Quest’ultimo comportamento è particolarmente oneroso per WordPress. Una pagina di prodotto con filtri per colore, taglia, ordinamento, impaginazione e disponibilità di magazzino appare come un’unica pagina a un visitatore umano. Un bot può vedere centinaia di URL unici e eseguire il crawling su ognuno di essi.

Il traffico dei bot basati sull’AI è aumentato del 300% in un anno. Entro la fine del 2025, i bot basati sull’AI rappresentavano 1 visita su 31 sulla rete di TollBit, in aumento rispetto a 1 su 200 all’inizio dell’anno. La tendenza è chiara. Ciò che viene ancora sottovalutato è quanto costa effettivamente quel traffico.

La larghezza di banda è il costo più ovvio

La larghezza di banda è la quantità di dati che il tuo sito trasferisce quando qualcuno richiede una pagina, un’immagine, uno script, un file o altre risorse. I visitatori umani la usano. Anche i bot la usano, ma poi non comprano nulla.

Un crawler che visita un post del blog una sola volta non è un problema. Un bot che scansiona ripetutamente archivi, pagine di tag, immagini, feed, script e URL filtrati può consumare larghezza di banda reale senza generare alcun valore commerciale.

Secondo i dati di Cloudflare del 2025, citati nel report su traffico AI e bot di Kinsta, l’80% dell’attività di scansione dell’AI è destinata all’addestramento dei modelli piuttosto che alla ricerca o a query innescate dagli utenti, e non genera traffico di riferimento verso il sito. Per i siti WordPress ricchi di contenuti, questa dinamica trasforma le pagine di alto valore in risorse ad alto costo.

La cosa insidiosa è che lo spreco di larghezza di banda spesso si accumula senza causare un problema visibile alle prestazioni. Il sito continua a caricarsi. Il server continua a rispondere. Ma l’utilizzo continua a salire perché il traffico automatizzato continua a richiedere pagine e risorse di cui nessun visitatore umano ha bisogno.
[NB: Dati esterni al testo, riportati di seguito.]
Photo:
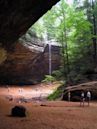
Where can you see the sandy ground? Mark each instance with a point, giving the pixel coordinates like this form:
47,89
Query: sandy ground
47,114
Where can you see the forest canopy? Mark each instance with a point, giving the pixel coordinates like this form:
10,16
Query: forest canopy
74,26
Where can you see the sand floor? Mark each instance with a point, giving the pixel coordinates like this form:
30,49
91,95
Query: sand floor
48,115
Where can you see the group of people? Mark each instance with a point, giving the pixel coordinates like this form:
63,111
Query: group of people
87,98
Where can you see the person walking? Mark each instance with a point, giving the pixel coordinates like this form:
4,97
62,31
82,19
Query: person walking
82,99
88,97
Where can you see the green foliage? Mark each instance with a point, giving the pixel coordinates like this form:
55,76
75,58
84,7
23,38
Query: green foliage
48,79
71,26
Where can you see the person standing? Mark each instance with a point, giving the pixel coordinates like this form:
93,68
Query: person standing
69,96
88,97
82,99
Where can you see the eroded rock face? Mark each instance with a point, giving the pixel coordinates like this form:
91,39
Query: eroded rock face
16,17
23,66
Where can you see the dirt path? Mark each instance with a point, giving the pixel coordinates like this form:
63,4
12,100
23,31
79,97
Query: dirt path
47,114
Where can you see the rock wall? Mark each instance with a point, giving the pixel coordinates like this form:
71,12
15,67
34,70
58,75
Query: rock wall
24,66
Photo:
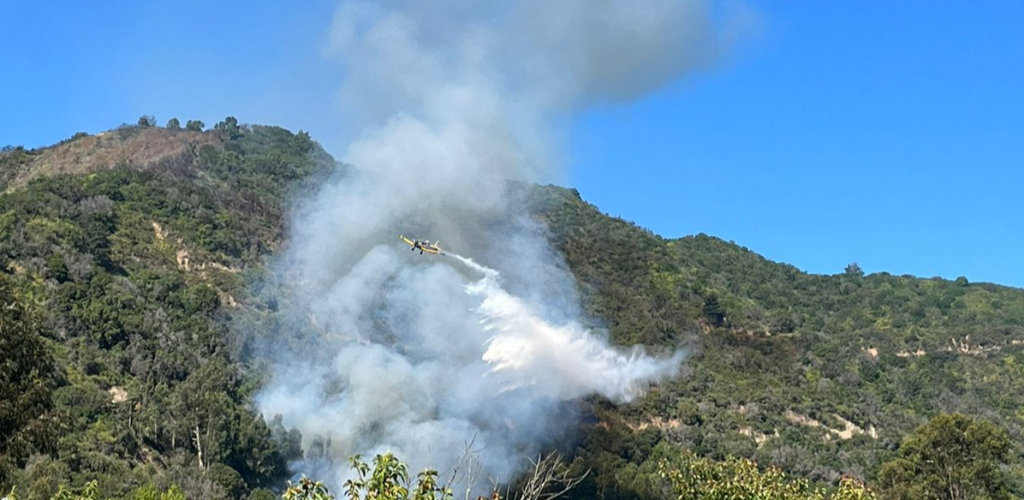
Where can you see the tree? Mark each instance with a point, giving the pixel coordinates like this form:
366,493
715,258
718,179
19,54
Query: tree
713,310
27,380
228,128
690,477
951,457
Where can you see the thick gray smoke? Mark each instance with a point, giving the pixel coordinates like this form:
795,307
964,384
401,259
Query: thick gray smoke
420,355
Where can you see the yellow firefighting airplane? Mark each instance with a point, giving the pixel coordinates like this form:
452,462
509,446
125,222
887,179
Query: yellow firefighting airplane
423,246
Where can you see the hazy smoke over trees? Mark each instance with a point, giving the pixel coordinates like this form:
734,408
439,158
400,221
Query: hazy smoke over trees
420,353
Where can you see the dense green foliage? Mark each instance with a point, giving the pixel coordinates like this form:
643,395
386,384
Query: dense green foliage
820,375
122,289
952,457
691,477
133,275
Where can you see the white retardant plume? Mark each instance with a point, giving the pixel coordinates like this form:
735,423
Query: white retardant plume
525,350
418,353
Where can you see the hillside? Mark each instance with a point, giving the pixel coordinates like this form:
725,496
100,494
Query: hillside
133,258
128,274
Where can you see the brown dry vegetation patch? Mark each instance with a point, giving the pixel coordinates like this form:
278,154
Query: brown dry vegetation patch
140,148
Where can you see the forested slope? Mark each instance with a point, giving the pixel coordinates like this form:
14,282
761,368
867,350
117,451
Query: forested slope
123,277
129,261
821,375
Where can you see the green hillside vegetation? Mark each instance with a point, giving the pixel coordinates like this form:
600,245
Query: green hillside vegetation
132,260
819,375
124,279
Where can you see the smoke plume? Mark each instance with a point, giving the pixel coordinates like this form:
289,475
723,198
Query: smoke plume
422,353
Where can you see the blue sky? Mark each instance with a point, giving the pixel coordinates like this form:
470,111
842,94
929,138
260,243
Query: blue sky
886,133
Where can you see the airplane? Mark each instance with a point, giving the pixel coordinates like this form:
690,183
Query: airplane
423,246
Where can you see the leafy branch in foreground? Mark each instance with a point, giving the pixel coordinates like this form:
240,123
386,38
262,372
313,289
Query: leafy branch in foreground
388,480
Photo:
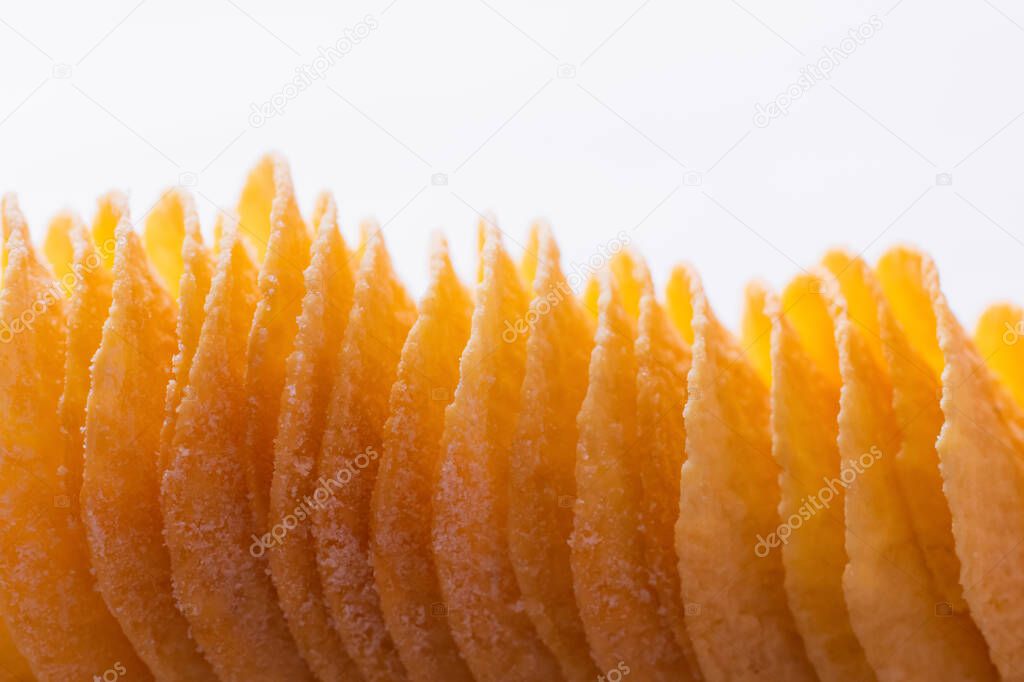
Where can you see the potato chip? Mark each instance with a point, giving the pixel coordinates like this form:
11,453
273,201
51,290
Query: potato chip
220,584
166,226
90,301
197,270
736,610
678,302
256,202
805,389
542,468
57,247
663,363
271,337
911,349
612,584
980,451
378,323
120,489
898,614
755,332
400,522
49,601
295,494
470,531
110,210
998,338
530,255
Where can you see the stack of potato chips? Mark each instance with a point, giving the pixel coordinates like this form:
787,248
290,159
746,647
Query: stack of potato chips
261,460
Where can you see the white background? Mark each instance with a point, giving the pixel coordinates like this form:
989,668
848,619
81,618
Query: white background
664,93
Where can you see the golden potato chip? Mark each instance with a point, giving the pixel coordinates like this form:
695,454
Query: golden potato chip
47,593
736,610
980,450
90,301
197,270
678,303
220,584
755,332
57,248
121,489
110,209
261,187
911,348
295,493
542,468
13,667
663,363
470,529
898,614
271,337
166,226
611,581
805,389
379,321
400,521
999,337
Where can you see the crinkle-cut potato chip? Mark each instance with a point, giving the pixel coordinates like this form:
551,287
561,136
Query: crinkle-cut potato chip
981,451
308,377
999,337
220,585
911,349
611,581
678,303
90,300
120,488
110,209
57,246
542,467
166,226
256,202
663,363
805,390
530,255
47,593
896,610
12,664
400,521
470,526
271,337
197,270
755,332
738,619
380,318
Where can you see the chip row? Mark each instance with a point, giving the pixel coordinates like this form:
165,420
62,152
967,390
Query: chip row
262,460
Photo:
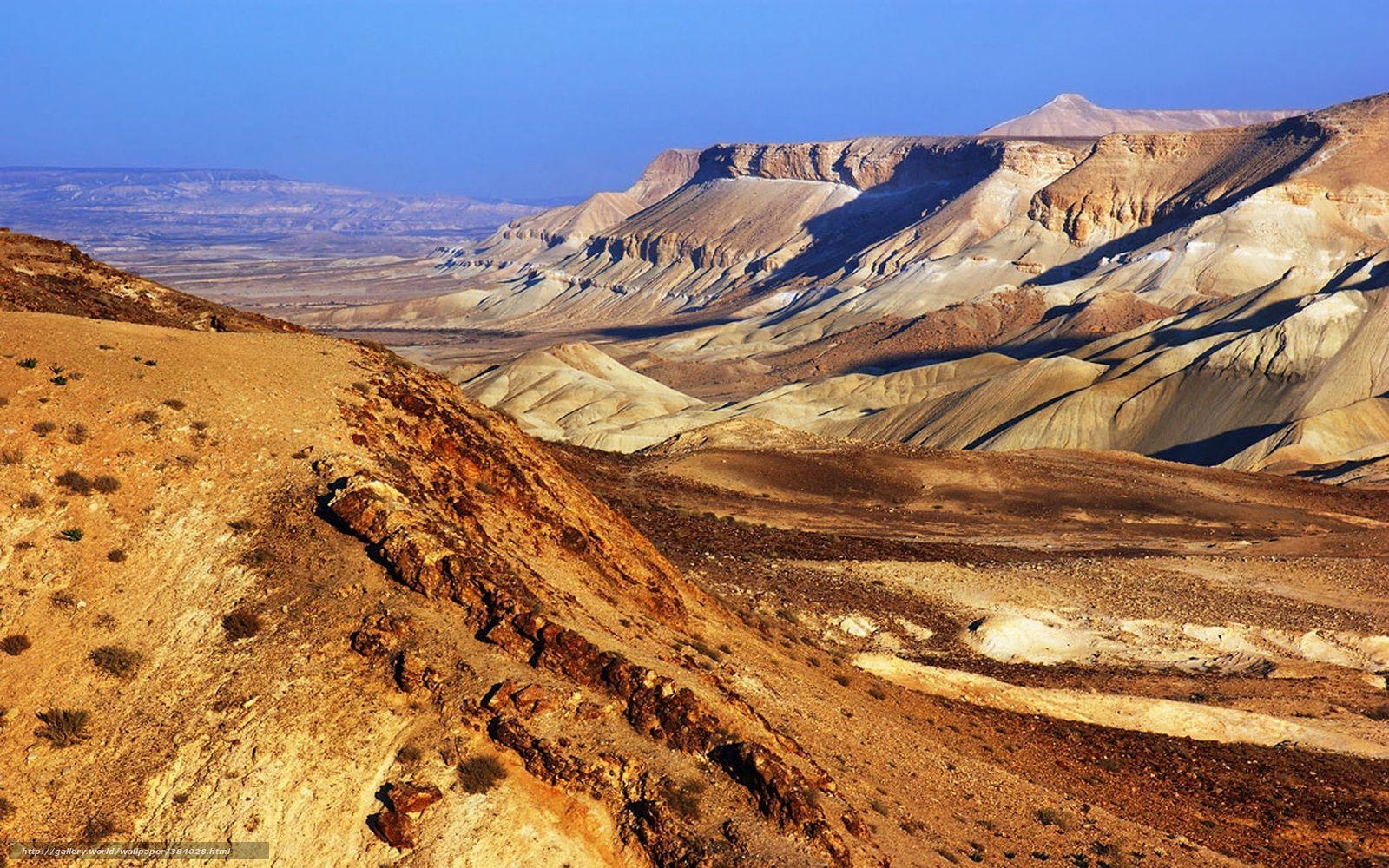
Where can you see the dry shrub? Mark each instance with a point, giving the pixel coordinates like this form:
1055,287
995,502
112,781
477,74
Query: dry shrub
685,799
115,660
1053,817
99,828
481,774
64,727
76,483
240,624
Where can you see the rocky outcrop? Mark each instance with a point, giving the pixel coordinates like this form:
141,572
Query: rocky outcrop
1131,181
435,539
405,803
664,175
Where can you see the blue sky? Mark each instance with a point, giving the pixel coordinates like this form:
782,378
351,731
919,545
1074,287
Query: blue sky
557,99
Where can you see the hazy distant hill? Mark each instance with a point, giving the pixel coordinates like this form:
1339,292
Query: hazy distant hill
145,215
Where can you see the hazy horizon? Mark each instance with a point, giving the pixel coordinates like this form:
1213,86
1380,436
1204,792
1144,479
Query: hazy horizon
546,102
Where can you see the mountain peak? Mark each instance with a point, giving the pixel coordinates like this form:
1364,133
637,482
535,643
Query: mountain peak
1073,115
1070,101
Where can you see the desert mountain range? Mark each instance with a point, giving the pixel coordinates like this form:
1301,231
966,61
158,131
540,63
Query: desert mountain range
263,585
1000,292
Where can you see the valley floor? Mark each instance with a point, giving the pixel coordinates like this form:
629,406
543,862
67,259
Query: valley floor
948,613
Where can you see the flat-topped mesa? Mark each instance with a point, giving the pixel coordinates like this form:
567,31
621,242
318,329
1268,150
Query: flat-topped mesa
859,163
662,177
1071,115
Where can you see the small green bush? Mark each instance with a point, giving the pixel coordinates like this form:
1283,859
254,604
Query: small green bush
481,774
64,727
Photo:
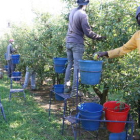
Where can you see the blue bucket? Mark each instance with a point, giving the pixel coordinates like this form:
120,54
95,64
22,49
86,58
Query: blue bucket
15,58
6,67
90,71
16,74
60,64
118,136
91,111
59,89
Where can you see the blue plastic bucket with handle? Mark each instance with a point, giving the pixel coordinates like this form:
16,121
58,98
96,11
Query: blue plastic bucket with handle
60,64
90,111
6,67
16,74
15,58
90,71
59,89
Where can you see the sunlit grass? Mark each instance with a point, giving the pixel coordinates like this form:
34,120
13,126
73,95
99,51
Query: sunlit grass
26,120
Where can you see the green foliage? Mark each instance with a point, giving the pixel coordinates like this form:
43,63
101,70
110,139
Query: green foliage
25,119
114,19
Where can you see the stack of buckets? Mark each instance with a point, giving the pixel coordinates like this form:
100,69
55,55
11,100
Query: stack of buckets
15,58
60,64
90,71
59,89
16,74
88,112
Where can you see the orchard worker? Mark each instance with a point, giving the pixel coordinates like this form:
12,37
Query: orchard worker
77,28
30,75
131,45
9,52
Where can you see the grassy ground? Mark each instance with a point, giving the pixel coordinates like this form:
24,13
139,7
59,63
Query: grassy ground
25,119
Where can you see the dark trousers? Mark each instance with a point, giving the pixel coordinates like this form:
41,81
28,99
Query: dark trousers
11,68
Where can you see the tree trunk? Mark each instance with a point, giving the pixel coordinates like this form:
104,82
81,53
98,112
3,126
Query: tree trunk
102,95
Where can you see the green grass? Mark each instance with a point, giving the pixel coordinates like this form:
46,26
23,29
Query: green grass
26,120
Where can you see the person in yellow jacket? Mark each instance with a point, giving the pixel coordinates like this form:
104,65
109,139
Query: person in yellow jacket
131,45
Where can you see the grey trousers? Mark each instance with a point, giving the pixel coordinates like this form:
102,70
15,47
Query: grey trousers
74,53
11,67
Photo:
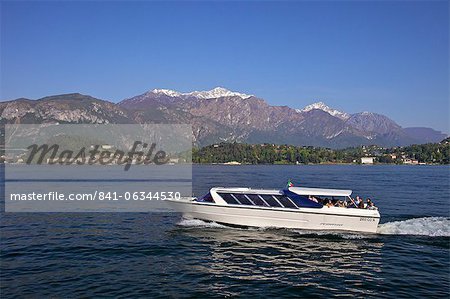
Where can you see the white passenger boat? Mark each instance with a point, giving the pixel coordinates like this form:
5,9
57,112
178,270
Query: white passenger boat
293,207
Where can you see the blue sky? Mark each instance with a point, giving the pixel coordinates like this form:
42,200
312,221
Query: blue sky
385,57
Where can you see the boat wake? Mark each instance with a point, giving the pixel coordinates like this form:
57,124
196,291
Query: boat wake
199,223
427,226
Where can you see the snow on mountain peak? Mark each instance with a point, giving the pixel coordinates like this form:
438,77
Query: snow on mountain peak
217,93
322,106
208,94
167,92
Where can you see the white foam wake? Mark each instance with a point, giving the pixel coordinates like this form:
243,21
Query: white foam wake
427,226
197,222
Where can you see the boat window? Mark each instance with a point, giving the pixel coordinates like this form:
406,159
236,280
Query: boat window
206,198
257,200
302,201
228,198
242,199
271,201
286,202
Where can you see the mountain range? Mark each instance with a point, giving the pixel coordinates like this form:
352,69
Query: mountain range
221,115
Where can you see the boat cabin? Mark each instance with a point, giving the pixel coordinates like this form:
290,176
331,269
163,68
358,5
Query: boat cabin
290,198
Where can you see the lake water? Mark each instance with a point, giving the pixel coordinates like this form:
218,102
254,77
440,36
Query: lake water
161,255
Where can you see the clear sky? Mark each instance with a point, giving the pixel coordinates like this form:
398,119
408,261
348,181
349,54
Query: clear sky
385,57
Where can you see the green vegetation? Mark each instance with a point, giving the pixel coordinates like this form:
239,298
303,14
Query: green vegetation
431,153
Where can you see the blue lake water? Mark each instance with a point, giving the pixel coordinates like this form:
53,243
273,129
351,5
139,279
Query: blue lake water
161,255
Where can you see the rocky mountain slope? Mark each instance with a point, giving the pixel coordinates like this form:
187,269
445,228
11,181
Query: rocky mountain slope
221,115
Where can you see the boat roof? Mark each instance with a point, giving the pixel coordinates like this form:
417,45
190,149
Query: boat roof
297,190
319,191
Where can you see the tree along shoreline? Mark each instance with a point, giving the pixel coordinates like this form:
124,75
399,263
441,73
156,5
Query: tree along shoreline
273,154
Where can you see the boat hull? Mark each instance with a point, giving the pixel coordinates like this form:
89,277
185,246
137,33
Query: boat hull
328,219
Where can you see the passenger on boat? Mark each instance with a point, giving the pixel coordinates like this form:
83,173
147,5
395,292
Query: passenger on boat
313,198
371,205
340,204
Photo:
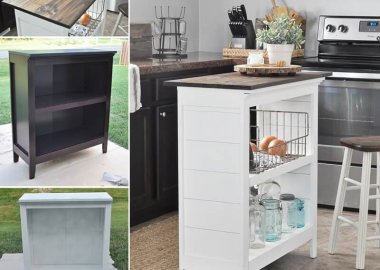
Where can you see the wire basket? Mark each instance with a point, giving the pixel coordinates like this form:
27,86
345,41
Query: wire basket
92,28
292,128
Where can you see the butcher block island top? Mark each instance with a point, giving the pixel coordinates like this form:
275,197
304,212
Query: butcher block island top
235,80
61,12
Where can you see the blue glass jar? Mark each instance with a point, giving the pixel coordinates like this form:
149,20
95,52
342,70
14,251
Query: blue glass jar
273,219
300,203
256,224
289,212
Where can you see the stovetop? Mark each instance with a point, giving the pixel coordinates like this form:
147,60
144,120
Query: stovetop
347,65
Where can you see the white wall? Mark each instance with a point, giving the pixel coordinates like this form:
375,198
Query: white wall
214,33
142,11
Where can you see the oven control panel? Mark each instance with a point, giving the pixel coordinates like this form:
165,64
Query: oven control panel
339,28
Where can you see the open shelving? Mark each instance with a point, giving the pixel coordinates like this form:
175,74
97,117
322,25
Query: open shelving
60,102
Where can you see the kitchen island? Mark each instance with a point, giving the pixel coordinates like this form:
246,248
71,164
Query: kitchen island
153,139
218,116
58,18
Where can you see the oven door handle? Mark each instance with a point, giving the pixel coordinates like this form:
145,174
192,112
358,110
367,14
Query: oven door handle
351,75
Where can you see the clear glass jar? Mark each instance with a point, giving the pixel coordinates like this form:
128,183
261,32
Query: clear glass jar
300,203
289,212
270,190
273,219
256,224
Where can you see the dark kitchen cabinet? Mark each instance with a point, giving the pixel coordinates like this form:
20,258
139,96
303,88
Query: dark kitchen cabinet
60,102
154,146
7,17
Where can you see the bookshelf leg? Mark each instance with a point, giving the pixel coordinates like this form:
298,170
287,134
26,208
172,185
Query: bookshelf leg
32,171
104,147
15,157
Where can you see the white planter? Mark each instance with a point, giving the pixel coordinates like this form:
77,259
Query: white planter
280,52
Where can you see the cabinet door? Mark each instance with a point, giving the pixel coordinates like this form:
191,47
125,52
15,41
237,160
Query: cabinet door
8,16
167,156
143,188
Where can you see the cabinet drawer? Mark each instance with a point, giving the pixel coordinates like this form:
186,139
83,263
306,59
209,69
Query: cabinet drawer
212,186
216,216
211,244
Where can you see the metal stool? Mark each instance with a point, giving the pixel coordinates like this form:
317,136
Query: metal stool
367,145
123,11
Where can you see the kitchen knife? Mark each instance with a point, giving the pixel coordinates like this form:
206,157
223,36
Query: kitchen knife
234,14
244,12
230,15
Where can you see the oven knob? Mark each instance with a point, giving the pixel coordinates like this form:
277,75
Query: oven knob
330,28
343,28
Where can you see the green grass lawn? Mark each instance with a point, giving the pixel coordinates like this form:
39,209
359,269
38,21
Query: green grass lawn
118,129
10,227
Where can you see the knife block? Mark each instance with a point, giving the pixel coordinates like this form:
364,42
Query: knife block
243,35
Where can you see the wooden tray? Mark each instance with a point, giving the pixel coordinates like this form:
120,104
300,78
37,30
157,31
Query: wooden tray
267,69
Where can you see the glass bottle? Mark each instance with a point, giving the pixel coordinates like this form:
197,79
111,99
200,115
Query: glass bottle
256,224
270,189
300,203
289,212
273,219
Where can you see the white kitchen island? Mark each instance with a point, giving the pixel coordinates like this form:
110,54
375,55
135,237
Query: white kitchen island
214,131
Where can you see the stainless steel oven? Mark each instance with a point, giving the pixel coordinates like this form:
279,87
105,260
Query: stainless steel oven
349,106
349,100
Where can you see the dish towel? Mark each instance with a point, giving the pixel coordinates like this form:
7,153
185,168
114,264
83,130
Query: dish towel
135,88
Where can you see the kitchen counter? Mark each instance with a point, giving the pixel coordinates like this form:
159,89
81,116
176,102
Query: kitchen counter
63,12
217,118
235,80
194,60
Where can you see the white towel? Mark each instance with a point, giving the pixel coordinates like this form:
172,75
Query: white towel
135,88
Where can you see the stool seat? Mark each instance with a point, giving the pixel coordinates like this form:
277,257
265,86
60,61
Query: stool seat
363,144
123,8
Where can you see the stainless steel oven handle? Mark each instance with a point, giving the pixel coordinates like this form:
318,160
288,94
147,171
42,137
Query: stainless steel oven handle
352,75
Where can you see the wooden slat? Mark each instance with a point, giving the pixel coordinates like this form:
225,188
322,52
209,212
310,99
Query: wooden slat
61,12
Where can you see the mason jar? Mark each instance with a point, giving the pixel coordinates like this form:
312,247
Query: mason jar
273,219
289,212
300,203
256,224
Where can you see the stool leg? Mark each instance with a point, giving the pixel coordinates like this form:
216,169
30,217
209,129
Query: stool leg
363,210
378,193
117,23
340,199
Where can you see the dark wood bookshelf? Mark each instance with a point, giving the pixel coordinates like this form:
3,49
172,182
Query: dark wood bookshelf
60,102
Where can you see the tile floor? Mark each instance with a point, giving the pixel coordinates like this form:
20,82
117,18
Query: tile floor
84,168
152,241
15,262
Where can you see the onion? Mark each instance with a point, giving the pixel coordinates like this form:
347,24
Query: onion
277,147
264,143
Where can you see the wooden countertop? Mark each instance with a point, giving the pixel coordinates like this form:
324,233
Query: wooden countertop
61,12
59,52
235,80
194,60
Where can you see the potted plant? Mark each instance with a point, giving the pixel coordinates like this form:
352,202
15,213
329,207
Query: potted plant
281,36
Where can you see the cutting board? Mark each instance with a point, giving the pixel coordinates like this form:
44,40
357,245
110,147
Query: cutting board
267,69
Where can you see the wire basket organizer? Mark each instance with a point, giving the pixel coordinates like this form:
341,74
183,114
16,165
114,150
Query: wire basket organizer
169,32
290,127
96,12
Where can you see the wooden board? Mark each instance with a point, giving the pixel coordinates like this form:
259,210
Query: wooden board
243,53
61,12
267,69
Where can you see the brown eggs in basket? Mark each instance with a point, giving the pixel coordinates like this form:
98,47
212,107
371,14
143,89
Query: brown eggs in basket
277,147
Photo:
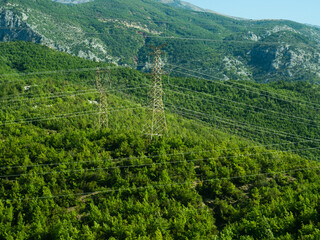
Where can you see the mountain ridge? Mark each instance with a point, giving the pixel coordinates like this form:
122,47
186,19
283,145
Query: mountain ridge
230,48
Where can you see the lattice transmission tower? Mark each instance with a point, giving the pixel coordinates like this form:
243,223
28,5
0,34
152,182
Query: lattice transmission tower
103,119
156,124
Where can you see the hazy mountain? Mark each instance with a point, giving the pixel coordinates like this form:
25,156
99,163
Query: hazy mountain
72,1
120,31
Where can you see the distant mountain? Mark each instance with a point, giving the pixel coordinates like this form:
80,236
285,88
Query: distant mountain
72,1
119,31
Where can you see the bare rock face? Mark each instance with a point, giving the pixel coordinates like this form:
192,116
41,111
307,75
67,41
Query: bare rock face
14,28
72,1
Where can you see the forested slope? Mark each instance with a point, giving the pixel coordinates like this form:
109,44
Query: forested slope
120,31
63,178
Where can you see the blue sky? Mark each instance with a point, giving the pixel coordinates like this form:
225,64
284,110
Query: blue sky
304,11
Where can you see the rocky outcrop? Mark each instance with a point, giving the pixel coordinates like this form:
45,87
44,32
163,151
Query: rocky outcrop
14,28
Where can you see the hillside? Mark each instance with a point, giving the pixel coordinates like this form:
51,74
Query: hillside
64,178
119,31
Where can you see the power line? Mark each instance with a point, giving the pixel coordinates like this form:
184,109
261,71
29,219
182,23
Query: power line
221,83
73,94
224,99
27,95
119,160
78,114
161,185
152,164
241,124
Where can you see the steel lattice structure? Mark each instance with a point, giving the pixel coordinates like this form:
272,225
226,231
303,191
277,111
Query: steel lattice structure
156,124
103,104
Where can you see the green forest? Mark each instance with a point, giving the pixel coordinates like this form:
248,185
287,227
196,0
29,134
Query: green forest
239,160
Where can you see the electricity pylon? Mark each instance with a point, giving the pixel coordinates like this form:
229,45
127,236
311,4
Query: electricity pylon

Quando il costo della larghezza di banda diventa evidente, il sito potrebbe aver già speso giorni o settimane a gestire traffico che non ha mai aiutato l’azienda.

Il carico sul backend è il costo più difficile da individuare

Non tutte le richieste hanno lo stesso costo di elaborazione. Un post del blog memorizzato nella cache è relativamente economico, poiché il server restituisce una versione salvata e passa oltre. Le richieste dinamiche funzionano in modo diverso.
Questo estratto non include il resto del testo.